The actuator variable is the counterpart of the sensor variable. Sensor variables are used to get the state of building systems; actuator variables are used to set the state of building systems. When used with actuator variables, the SET instruction performs control actions on the object to which it maps.

Built-In Variables[LINK]

A set of built-in variables provides date, time, and weather information that is not available via standard report variables, as well as several handy constant variables such as “true,” “false,” “on,” and “off.” Several variables provide access to the time and date information during the course of a simulation. The CurrentTime, Hour and Minute variables represent the point in time at end of the timestep currently being simulated. EnergyPlus primarily operates in standard time and these clock values are not adjusted for daylight savings time. The built-in variable DaylightSavings time is available for use with the daylight savings time adjustment feature (see RunPeriodControl:DaylightSavingTime). The duration of simulation timesteps are available in the variables ZoneTimeStep and SystemTimeStep. The status of whether or not the simulation is currently during the initial warmup days is available in the variable WarmupFlag.

Table 2 lists the built-in variables that are always available for use in Erl programs.
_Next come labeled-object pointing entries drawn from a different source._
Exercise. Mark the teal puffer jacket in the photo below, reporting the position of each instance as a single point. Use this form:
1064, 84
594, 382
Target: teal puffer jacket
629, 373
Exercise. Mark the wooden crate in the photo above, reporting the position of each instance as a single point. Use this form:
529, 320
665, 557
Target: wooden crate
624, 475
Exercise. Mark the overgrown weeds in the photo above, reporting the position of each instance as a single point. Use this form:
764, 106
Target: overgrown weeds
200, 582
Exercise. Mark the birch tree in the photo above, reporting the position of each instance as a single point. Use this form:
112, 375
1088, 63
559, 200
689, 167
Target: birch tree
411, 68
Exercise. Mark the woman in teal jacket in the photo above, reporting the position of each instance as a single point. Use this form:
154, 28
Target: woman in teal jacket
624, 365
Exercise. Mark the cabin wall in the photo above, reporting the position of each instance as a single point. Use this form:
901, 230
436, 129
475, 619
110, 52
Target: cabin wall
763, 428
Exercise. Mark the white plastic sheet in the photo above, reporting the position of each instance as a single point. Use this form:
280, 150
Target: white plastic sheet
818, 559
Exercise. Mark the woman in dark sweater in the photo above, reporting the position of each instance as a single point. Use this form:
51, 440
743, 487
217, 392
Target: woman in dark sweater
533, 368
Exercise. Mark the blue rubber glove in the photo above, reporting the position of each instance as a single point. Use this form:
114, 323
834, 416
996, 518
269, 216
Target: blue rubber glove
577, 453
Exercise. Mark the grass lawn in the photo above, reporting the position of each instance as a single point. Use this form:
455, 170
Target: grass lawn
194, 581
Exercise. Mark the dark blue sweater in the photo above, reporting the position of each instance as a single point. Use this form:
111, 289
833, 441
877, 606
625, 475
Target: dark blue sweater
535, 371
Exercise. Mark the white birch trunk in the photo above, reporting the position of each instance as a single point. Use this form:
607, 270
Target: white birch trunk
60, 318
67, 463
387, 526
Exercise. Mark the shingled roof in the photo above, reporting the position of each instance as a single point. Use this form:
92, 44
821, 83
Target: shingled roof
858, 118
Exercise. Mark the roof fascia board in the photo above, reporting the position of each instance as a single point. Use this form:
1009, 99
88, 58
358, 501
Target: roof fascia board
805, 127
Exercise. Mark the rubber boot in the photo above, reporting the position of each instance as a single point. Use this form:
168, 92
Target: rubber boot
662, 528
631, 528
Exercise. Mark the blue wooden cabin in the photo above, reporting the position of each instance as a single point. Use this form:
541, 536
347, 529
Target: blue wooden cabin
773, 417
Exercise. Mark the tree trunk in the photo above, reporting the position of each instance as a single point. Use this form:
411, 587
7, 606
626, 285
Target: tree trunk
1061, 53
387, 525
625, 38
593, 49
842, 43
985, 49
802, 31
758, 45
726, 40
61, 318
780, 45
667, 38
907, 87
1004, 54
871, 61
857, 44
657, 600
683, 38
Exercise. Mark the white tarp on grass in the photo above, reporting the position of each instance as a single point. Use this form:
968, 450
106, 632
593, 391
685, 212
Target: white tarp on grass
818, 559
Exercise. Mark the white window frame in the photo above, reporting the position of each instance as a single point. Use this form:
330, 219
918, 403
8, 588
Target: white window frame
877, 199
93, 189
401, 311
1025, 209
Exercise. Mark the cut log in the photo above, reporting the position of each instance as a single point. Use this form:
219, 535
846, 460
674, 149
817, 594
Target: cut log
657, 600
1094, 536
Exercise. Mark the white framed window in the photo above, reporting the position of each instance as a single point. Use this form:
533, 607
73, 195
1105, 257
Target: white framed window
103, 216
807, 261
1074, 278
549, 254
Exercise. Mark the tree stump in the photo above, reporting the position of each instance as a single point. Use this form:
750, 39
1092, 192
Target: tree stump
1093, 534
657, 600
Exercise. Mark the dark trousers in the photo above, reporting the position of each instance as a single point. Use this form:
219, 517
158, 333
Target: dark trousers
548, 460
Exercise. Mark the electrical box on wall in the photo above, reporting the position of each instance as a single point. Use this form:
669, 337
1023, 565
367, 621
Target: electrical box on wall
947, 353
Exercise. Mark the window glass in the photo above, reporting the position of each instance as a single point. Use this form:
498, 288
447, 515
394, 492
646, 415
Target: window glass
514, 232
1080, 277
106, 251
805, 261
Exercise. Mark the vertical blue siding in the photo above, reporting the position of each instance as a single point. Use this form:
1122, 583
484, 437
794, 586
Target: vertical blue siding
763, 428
Table 2. Built-In Unique Variables for Erl
Variable Name Value
Year 1900–2100
Month 1–12
DayOfMonth 1–31
DayOfWeek 1–7 (1 = Sun, 2 = Mon, …)
DayOfYear 1–365
Holiday 0 if not. 1.0, 2.0, etc., for each type of holiday in model
DaylightSavings 0 or 1, 0 if not daylight savings time, 1 if daylight savings time
CurrentTime 0.0-24.0, (fractional hours)
Hour 0–23 (whole hours only)
Minute 1.0–60.0 (fractional minutes)
True 1.0
False 0.0
On 1.0
Off 0.0
PI 3.14159265358979
SunIsUp 0 ( = no) or 1 ( = yes)
IsRaining 0 ( = no) or 1 ( = yes)
ZoneTimeStep Durating of the zone timestep in hours
SystemTimeStep Current duration of the system timestep in hours
CurrentEnvironment Integer index for the current environment period (sizing periods and run periods accumulate throughout the run)
Null Special structure that stops an actuator from overriding control
ActualDateAndTime A simple sum of the values of the date/time function. Could be used in random seeding.
ActualTime A simple sum of the values of the time part of the date/time function. Could be used in random seeding.
WarmupFlag 0 ( = not during warmup) or 1 ( = during warmup)

Trend Variables[LINK]

Trend variables are used to log data over time. They hold the history of Erl variables from previous zone timesteps. You create trend variables with an EnergyManagementSystem:TrendVariable input object, each of which declares a user-defined Erl trend variable and maps it to a global Erl variable for logging.
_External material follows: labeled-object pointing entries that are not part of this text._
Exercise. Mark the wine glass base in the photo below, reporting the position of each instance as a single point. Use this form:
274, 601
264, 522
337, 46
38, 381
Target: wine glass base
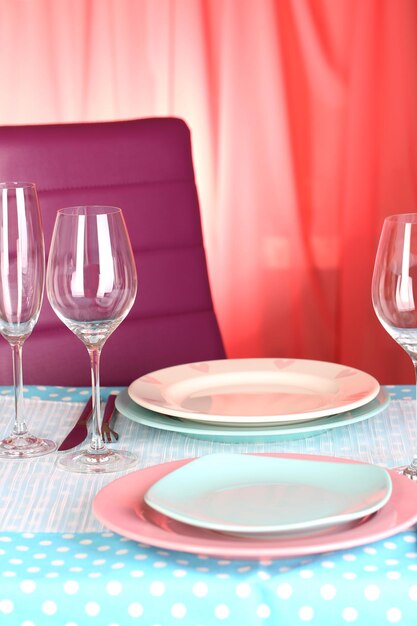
25, 446
88, 462
408, 472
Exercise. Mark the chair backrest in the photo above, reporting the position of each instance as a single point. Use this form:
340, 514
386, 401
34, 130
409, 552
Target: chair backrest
145, 167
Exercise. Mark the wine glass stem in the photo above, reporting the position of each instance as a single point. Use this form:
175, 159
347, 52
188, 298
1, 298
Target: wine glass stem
96, 443
20, 427
413, 464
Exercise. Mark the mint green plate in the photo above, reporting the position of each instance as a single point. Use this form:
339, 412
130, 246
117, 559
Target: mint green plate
250, 494
235, 434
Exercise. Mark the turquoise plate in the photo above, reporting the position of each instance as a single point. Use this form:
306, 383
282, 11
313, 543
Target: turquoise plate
243, 493
236, 434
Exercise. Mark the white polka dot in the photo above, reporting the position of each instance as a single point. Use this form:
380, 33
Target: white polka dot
157, 588
243, 590
113, 588
349, 614
284, 591
71, 587
200, 589
372, 592
394, 615
263, 611
135, 609
328, 592
27, 586
178, 610
222, 611
306, 613
92, 609
49, 607
6, 606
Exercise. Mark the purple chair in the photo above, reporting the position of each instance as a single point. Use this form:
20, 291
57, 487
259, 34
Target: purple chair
145, 167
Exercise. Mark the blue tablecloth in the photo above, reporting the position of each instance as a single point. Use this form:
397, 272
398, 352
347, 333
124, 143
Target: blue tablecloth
97, 577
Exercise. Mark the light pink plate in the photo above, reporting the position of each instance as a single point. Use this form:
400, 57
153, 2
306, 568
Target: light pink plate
120, 506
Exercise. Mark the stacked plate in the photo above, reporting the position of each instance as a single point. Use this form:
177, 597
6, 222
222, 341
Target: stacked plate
258, 506
240, 399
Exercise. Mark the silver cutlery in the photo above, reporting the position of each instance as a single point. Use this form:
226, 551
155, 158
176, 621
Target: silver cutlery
80, 431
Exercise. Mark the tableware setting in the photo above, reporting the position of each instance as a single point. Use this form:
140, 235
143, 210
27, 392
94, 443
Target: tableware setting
91, 285
394, 291
384, 506
259, 495
251, 433
252, 399
22, 271
254, 391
Trend variables are also used to store the history of Erl variables. The trend input includes the number of timesteps that are to be logged. The logging of data is first-in-first-out, meaning that the oldest data are pushed out the back of the log to make room for the most recent data. The zone timestep is used as the (constant) increment of time between different elements in the log and this value, in fractional hours, is available in the ZoneTimeStep built-in variable.
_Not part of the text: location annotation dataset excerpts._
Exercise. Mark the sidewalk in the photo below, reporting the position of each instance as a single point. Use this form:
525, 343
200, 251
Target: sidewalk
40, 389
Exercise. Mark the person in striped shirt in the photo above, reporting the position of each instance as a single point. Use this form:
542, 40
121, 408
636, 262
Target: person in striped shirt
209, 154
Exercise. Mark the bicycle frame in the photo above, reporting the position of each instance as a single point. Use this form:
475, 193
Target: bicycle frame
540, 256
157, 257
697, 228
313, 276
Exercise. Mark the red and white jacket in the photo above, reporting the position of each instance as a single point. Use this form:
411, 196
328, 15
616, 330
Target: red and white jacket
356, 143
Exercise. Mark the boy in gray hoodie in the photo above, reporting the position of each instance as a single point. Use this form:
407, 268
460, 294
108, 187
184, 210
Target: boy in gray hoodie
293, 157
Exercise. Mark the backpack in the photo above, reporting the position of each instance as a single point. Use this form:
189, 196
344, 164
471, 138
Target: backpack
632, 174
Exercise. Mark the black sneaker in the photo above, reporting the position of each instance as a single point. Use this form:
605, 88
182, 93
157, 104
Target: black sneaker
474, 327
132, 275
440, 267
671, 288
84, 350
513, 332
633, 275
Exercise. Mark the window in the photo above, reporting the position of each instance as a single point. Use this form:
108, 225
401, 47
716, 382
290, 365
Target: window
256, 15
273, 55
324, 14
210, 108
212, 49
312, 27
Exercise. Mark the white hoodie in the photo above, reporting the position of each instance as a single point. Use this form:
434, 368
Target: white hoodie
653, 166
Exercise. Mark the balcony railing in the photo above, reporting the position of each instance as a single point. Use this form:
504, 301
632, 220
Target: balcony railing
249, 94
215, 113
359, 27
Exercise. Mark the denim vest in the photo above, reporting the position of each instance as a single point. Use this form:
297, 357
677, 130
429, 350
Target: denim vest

Trend variables differ from other Erl variables in that they can be used only through the built-in trend functions (see Table 6). Trend functions provide a number of ways to analyze trend data and extract data from the log. There are functions to obtain the maximum, minimum, average, and sum of logged data. There is a function to obtain the rate of change in the data. All the trend functions include an argument for a log index. This index tells the function how far back in time to go when evaluating.